2. Add the following configuration and click OK.
  - Annotations: alb.ingress.kubernetes.io/listen-ports: '[{"HTTP": 80}, {"HTTPS": 443}]'

Save the following content as sandbox.yaml and run kubectl apply -f sandbox.yaml to deploy the Sandbox definition. The SandboxSet creates a warm pool of size 3. During reinforcement learning, the SandboxManager continuously consumes Sandboxes from this warm pool.

---
apiVersion: v1
kind: Service
metadata:
  name: mcp-sandbox
spec:
  selector:
    app.kubernetes.io/instance: release-name
    app.kubernetes.io/name: ack-sandbox-manager
    component: sandbox-manager
  type: ClusterIP
  sessionAffinity: None
  sessionAffinityConfig:
    clientIP:
      timeoutSeconds: 10800
  ports:
  - name: vllm
    protocol: TCP
    port: 8000
    targetPort: 18082
---
apiVersion: agents.kruise.io/v1alpha1
kind: SandboxSet
metadata:
  annotations:
    # Enable the Envd initialization capability of SandboxManager.
    e2b.agents.kruise.io/should-init-envd: "true"
  name: code-interpreter
  namespace: default
spec:
  # The size of the warm pool.
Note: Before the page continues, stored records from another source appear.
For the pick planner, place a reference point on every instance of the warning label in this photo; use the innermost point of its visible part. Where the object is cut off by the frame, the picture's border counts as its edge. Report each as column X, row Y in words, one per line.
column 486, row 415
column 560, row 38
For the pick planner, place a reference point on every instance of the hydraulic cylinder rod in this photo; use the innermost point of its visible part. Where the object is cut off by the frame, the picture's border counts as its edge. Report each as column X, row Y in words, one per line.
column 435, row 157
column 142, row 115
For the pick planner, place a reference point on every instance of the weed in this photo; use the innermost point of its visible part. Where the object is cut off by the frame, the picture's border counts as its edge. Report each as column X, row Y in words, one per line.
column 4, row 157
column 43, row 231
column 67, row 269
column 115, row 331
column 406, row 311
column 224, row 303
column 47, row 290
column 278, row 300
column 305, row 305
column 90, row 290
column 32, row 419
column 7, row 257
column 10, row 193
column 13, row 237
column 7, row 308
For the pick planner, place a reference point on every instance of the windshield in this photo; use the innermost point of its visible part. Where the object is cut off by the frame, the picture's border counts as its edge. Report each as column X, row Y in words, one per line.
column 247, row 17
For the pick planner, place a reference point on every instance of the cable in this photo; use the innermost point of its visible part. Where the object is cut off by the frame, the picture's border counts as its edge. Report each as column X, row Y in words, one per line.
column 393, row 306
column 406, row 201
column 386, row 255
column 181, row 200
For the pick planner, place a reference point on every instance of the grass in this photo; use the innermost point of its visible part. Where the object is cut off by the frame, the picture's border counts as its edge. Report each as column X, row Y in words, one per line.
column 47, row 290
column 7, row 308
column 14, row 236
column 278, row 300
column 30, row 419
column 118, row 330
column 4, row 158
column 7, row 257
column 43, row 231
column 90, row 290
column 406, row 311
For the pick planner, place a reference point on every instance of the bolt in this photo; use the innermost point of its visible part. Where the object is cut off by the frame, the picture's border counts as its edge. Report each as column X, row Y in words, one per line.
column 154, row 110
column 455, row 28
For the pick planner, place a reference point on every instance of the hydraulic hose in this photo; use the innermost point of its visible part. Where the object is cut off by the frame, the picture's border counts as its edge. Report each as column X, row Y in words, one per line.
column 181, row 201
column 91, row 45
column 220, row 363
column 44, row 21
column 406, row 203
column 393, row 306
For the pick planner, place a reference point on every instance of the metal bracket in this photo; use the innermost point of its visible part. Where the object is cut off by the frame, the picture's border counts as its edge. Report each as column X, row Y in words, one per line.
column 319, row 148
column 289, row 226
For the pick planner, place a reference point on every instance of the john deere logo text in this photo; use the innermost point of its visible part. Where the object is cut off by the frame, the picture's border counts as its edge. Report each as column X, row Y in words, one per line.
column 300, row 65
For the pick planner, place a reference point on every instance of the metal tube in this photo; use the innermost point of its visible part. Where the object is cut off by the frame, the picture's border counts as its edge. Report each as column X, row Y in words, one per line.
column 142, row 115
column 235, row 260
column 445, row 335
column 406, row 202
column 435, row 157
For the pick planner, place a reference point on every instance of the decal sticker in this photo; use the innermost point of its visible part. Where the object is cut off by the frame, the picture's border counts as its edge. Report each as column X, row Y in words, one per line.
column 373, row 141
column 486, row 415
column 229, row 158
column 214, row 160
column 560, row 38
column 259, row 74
We recommend setting this slightly larger than the estimated request burst.
  replicas: 3
  template:
    spec:
      initContainers:
        - name: init
          image: registry-cn-hangzhou.ack.aliyuncs.com/acs/agent-runtime:v0.0.1
          imagePullPolicy: IfNotPresent
          terminationMessagePolicy: File
          volumeMounts:
            - name: envd-volume
              mountPath: /mnt/envd
          env:
            - name: ENVD_DIR
              value: /mnt/envd
          restartPolicy: Always
      containers:
        - name: sandbox
          image: acs-image-test-01-registry.cn-hangzhou.cr.aliyuncs.com/e2b/code-interpreter:v1.6
          imagePullPolicy: IfNotPresent
          terminationMessagePolicy: File
          env:
            - name: ENVD_DIR
              value: /mnt/envd
          volumeMounts:
            - name: envd-volume
              mountPath: /mnt/envd
          lifecycle:
            postStart:
              exec:
                command:
                  - bash
                  - /mnt/envd/envd-run.sh
          startupProbe:
            failureThreshold: 20
            successThreshold: 1
            httpGet:
              path: /health
              port: 49999
              scheme: HTTP
            initialDelaySeconds: 1
            periodSeconds: 2
            timeoutSeconds: 1
      # Ensure fast container termination to increase the probability of reuse.
      terminationGracePeriodSeconds: 1
      restartPolicy: Always
      dnsPolicy: ClusterFirst
      volumes:
        - name: envd-volume
          emptyDir: { }

(Optional) Step 3: Prepare the dataset

In VeRL, you can download datasets from a remote source by specifying data.train_files. However, because datasets are often large and require preprocessing, we recommend using a preprocessing job to download, preprocess, and upload the data to cloud storage in a production environment.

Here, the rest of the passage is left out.